Free agent shortstop, and Scott Boras client, Stephen Drew has been languishing in joblessness for some time now, which might have been a surprise to some after he put together one of the best seasons of his career in Boston last season.
Some of the hesitation to sign him comes from the draft pick attached to him via the qualifying offer he declined, but as ESPN New York's Adam Rubin reports, Drew is seeking an opt-out clause after the first year of any potential contract.
The 30-year-old infielder might not be in the best position to make such demands at this point considering the fact that any team that wishes to sign him will have to surrender an early draft pick, and the slot money associated with it, in order to ink him to a new deal. That added cost would be magnified even more if the team that signed Drew had a chance at losing him on the open market after just one year.
Drew, who turns 31 in March, also has a concerning injury history that has caused him to miss 25 or more games in all but three seasons of his eight-year career.
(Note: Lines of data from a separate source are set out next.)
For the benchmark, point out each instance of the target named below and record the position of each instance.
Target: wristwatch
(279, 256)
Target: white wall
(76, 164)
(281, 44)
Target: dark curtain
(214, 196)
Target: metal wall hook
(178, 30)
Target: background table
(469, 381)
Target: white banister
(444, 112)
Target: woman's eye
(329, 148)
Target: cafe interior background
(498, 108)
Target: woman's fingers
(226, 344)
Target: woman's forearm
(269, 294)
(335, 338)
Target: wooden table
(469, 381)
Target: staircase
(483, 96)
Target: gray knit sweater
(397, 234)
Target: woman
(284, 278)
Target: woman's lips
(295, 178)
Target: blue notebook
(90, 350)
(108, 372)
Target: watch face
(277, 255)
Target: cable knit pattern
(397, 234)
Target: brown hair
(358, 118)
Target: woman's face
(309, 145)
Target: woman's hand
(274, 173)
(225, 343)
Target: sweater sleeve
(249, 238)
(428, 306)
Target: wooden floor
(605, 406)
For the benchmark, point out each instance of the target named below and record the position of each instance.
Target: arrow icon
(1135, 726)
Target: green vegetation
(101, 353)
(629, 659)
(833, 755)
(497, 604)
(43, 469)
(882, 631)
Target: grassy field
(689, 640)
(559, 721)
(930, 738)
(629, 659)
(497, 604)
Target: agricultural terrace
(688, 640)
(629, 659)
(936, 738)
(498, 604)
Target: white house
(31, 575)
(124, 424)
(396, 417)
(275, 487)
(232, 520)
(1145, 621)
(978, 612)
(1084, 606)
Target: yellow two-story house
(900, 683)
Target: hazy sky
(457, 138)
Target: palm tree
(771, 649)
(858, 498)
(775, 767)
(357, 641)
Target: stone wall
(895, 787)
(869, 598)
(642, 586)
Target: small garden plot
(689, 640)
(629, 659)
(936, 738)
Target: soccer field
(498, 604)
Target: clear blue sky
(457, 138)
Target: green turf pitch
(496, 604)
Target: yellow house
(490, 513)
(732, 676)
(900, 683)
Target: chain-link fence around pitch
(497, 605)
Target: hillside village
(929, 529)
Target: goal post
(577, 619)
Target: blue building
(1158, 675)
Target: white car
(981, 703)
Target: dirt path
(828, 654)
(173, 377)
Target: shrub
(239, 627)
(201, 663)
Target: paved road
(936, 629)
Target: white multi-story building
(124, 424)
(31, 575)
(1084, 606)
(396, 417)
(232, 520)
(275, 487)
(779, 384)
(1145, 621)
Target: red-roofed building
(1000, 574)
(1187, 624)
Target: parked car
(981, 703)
The Mets are a club that has been linked to Drew repeatedly, but as Rubin notes, the opt-out clause is "not going to fly with the Mets." Their first rounder is protected, and they already forfeited their second-round pick by signing Curtis Granderson, but if the team signs Drew, they aren't going to have much of a budget when the 2014 draft rolls around in June.
Such a bold push for a one-year improvement could potentially make sense for a team that considered themselves to be on the cusp of a championship -- though most teams in that position don't make reckless decisions like that -- however, the Mets aren't quite there yet. They're waiting for Matt Harvey to recover from Tommy John surgery, and for their top prospects to not only reach the majors, but settle into the competition at the highest level.
If Boras doesn't walk back his demands, the Mets aren't likely to be the team that bites on Stephen Drew.